Since we seem to be short on questions about questions, here is another one:
You are a prince that is about to be married to another country. The country has three princesses. You are allowed to chose which princes to marry (but not to marry more or less than one).
One of the princesses always lies, one always tells the truth and one can answer whatever she feels like.
You have heard a rumor that the king of the other country already has given his favorite princess away to someone. You conclude that in order to keep your head, you should avoid choosing that princes. The rumor also says that the favorite princes is the one that can chose as she pleases.
How many yes/no questions do you need to ask the princesses in order to keep your head?
And a bonus one that some of you already know the answer to:
You are a rude warrior that needs to pass two men. One always tells the truth and the other always lies. They wont let you pass until you have figured out who is the lying one. What is the fastest way to do so?
One based on a failed assumption of mine:
You have glass tiles made of Unobtainuim. As they are hit, they absorb 50 % of the impact. How many such tiles do you need to stop a jumbojet? Assume full physical realism (Earth and reasonable flight height), aside from the Unobtainium.
And here is one I made up today:
You are an alien corespondent. The aliens have a similar numerical system to us, but they uses other symbols. You have gotten access to a standard 4 function calculator.
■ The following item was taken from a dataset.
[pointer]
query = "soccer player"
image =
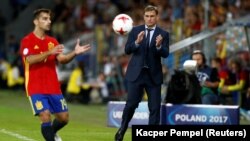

Find the algorithm that determinates what weights each symbol has.
Bonus complication 1:
Make the algorithm do no assumptions about the number of symbols.
Bonus complication 2:
Some symbols are duplicates.
Bonus complication 3:
Some weights lack a symbol.
Bonus complication 4:
Some weights are fractions.
And since we where talking dies:
You are a manufacturer of biased dies. Your client has asked for a set of biased dies for a
Yahtzee style game using an alien numerical system as above. But you don't know the system more than the symbols used.
Investigate if there is a solution where you are only allowed to make one set of dies, yet can grantee a cheating result. You are allowed to provide the client with an exact algorithm for how to play the game with these biased dies.
The result is considered cheating if you get a better score if you know how the dies are loaded than if you had played optimally assuming that they where fair.